Zheng Wenbo, Yan Lan, Gou Chao, Zhang Zhi-Cheng, Jason Zhang Jun, Hu Ming, Wang Fei-Yue
School of Software Engineering, Xi'an Jiaotong University, Xi'an 710049, China.
State Key Laboratory for Management and Control of Complex Systems, Institute of Automation, Chinese Academy of Sciences, Beijing 100190, China.
Inf Fusion. 2021 Nov;75:168-185. doi: 10.1016/j.inffus.2021.05.015. Epub 2021 Jun 1.
The sudden increase in coronavirus disease 2019 (COVID-19) cases puts high pressure on healthcare services worldwide. At this stage, fast, accurate, and early clinical assessment of the disease severity is vital. In general, there are two issues to overcome: (1) Current deep learning-based works suffer from multimodal data adequacy issues; (2) In this scenario, multimodal (e.g., text, image) information should be taken into account together to make accurate inferences.

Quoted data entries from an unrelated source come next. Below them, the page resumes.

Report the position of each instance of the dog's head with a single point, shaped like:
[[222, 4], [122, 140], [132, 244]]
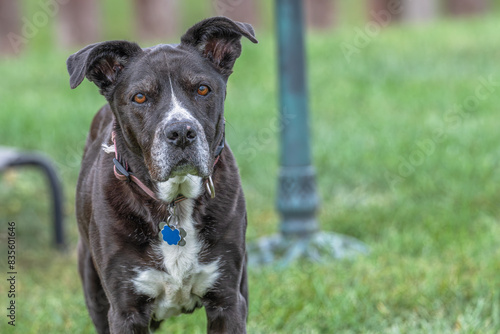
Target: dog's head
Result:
[[168, 100]]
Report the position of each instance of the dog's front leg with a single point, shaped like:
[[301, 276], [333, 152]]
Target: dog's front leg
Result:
[[129, 311], [131, 321], [227, 305], [224, 317]]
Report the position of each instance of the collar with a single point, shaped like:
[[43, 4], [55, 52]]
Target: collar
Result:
[[123, 173]]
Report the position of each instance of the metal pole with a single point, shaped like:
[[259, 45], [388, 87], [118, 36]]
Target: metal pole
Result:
[[13, 158], [297, 198]]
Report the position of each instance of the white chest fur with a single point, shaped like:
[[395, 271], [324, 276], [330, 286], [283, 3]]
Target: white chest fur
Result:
[[182, 283]]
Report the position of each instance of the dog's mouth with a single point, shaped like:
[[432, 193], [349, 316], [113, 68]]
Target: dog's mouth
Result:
[[182, 167]]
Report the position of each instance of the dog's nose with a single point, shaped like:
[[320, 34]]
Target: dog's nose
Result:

To address these challenges, we propose a multi-modal knowledge graph attention embedding for COVID-19 diagnosis. Our method not only learns the relational embedding from nodes in a constituted knowledge graph but also has access to medical knowledge, aiming at improving the performance of the classifier through the mechanism of medical knowledge attention. The experimental results show that our approach significantly improves classification performance compared to other state-of-the-art techniques and possesses robustness for each modality from multi-modal data. Moreover, we construct a new COVID-19 multi-modal dataset based on text mining, consisting of 1393 doctor-patient dialogues and their 3706 images (347 X-ray 2598 CT 761 ultrasound) about COVID-19 patients and 607 non-COVID-19 patient dialogues and their 10754 images (9658 X-ray 494 CT 761 ultrasound), and the fine-grained labels of all. We hope this work can provide insights to the researchers working in this area to shift the attention from only medical images to the doctor-patient dialogue and its corresponding medical images.
2019冠状病毒病(COVID-19)病例的突然增加给全球医疗服务带来了巨大压力。在现阶段,对疾病严重程度进行快速、准确和早期的临床评估至关重要。一般来说,有两个问题需要克服:(1)当前基于深度学习的工作存在多模态数据充足性问题;(2)在这种情况下,应综合考虑多模态(如文本、图像)信息以做出准确推断。为应对这些挑战,我们提出了一种用于COVID-19诊断的多模态知识图谱注意力嵌入方法。我们的方法不仅从构建的知识图谱中的节点学习关系嵌入,还能获取医学知识,旨在通过医学知识注意力机制提高分类器的性能。实验结果表明,与其他现有技术相比,我们的方法显著提高了分类性能,并且对多模态数据中的每种模态都具有鲁棒性。此外,我们基于文本挖掘构建了一个新的COVID-19多模态数据集,该数据集由1393个关于COVID-19患者的医患对话及其3706张图像(347张X光、2598张CT、761张超声)以及607个非COVID-19患者对话及其10754张图像(9658张X光、494张CT、761张超声)组成,并且所有数据都有细粒度标签。我们希望这项工作能为该领域的研究人员提供思路,促使他们将注意力从仅关注医学图像转移到医患对话及其相应的医学图像上。